When President Trump used the word “shithole” recently, some newspapers decided not to run the word in print or used edited versions. Were newspapers wrong in downplaying the vulgarity?
Chudzinski is editor-in-chief at the Los Angeles Loyolan, the student-run newspaper of Loyola Marymount University and is a communications major.
After the Washington Post reported that Donald Trump referred to African nations, Haiti and El Salvador as “shithole countries,” in a conversation with senators at the White House, another Trump-media-firestorm began. Media outlets, both digital and broadcast, had to decide on publishing or broadcasting Trump’s reported remarks, with some abstaining. For organizations that chose to not use the word, a great disservice was done to readers.
While I understand the concern of editors not wanting to print unnecessary vulgarity for their readers, ultimately, the reported comments are integral to understanding the situation and the views of the president. It does not benefit readers to sugarcoat real language and conversations. It shouldn’t be an editorial decision to report the president’s remarks, but rather how to use them and not to be careless with them and perpetuate a problem in itself.
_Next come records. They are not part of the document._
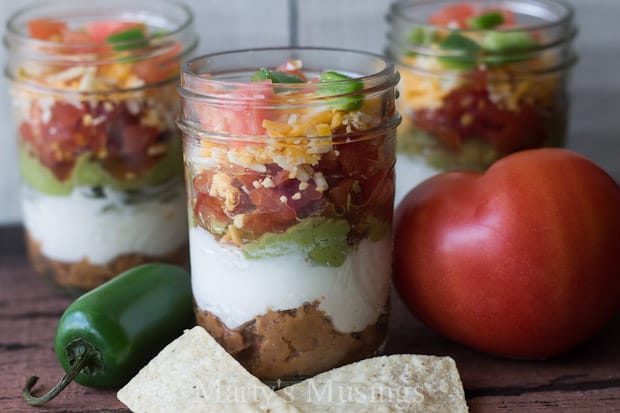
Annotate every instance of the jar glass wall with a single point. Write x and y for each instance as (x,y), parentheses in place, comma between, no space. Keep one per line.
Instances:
(290,183)
(93,92)
(479,80)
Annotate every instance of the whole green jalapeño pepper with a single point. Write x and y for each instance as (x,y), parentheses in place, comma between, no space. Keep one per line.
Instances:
(105,336)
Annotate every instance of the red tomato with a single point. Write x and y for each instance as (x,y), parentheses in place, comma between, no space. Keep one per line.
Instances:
(100,30)
(521,261)
(46,29)
(243,115)
(454,16)
(159,68)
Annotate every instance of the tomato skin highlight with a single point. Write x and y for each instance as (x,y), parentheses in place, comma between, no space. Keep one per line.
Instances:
(522,261)
(46,29)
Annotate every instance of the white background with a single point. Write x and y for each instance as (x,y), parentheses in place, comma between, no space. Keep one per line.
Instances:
(360,24)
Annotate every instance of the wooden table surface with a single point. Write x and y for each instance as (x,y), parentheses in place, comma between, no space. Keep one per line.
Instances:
(586,380)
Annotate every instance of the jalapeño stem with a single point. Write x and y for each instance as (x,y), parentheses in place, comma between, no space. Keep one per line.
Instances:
(82,361)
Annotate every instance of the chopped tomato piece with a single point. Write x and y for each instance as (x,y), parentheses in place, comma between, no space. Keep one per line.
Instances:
(46,29)
(240,116)
(159,68)
(454,16)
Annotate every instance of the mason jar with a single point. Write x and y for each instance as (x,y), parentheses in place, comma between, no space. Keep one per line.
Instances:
(479,80)
(94,99)
(289,162)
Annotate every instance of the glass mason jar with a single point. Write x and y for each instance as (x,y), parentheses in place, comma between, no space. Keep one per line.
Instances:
(290,183)
(479,80)
(93,92)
The words we use matter. The words used by the president of the United States in an Oval Office meeting, on immigration with senators, matters. Language is of the utmost importance in the immigration policy decisions and legislation he is discussing.
News media has been tasked, especially recently, with not only reporting accurately and responsibly what is happening for record, but also of connecting what has happened to past and showing pattern of behavior and how that connects more broadly to society. It should always be the goal of journalists to inform unequivocally, there is no way to report accurately by abbreviating comments of this nature. Knowledge is power—to make informed decisions in our society being provided with the information available is crucial. To downplay the comments or only explain them in the context of a president using vulgarity is misleading because his views do play a larger role in the way in which he will move forward with legislation and policy.
It is important not to get wrapped up in the turmoil from one comment coming from the president, but rather focus on the actual policy coming from the administration, and if and when it deserves scrutiny, then give it hell.
Joel Christopher, 46, executive editor, Louisville (Ky.) Courier Journal
Christopher has served as executive editor in Louisville since December 2016, and in various editing roles in the USA TODAY NETWORK since 2001.
Without question, newspapers that declined to spell out shithole erred in downplaying the vulgarity. It’s puzzling to see journalists scrubbing words of their impact.
The president himself explicitly defines himself in contrast to other political figures, and his explicit language is part of that distinction. His base’s loyalty is rooted in his fearlessness about speaking in a way unlike any other public official, so to enfeeble this particular word runs counter to Donald Trump’s own carefully crafted message and persona.
This particular word, too, carried such a connotative shock to the conscience of some who heard the president use it that it derailed the immigration deal that was under discussion. The events that followed, including the government shutdown, demonstrated just how powerfully the word landed. To convey the full impact it’s important for the reader to experience it much like those in the room who heard it experienced it.
This wasn’t George W. Bush calling Adam Clymer a “major league asshole” in front of a hot mic. This wasn’t Joe Biden telling President Obama, also in range of an open mic, “This is a big fucking deal.” This was the president of the United States using derogatory language to characterize nations and peoples in an open conversation that included a high-ranking member of the opposition party.
We too often underestimate our readers and their tolerance for absorbing profanity, vulgarity and obscenity that’s contextually presented.
When you delve into the fracture points in our society, they are around issues and ideologies and values that often grind against one another over word choice.
We owe it to our reverence for language and passion for truth in its full context to let words speak for themselves.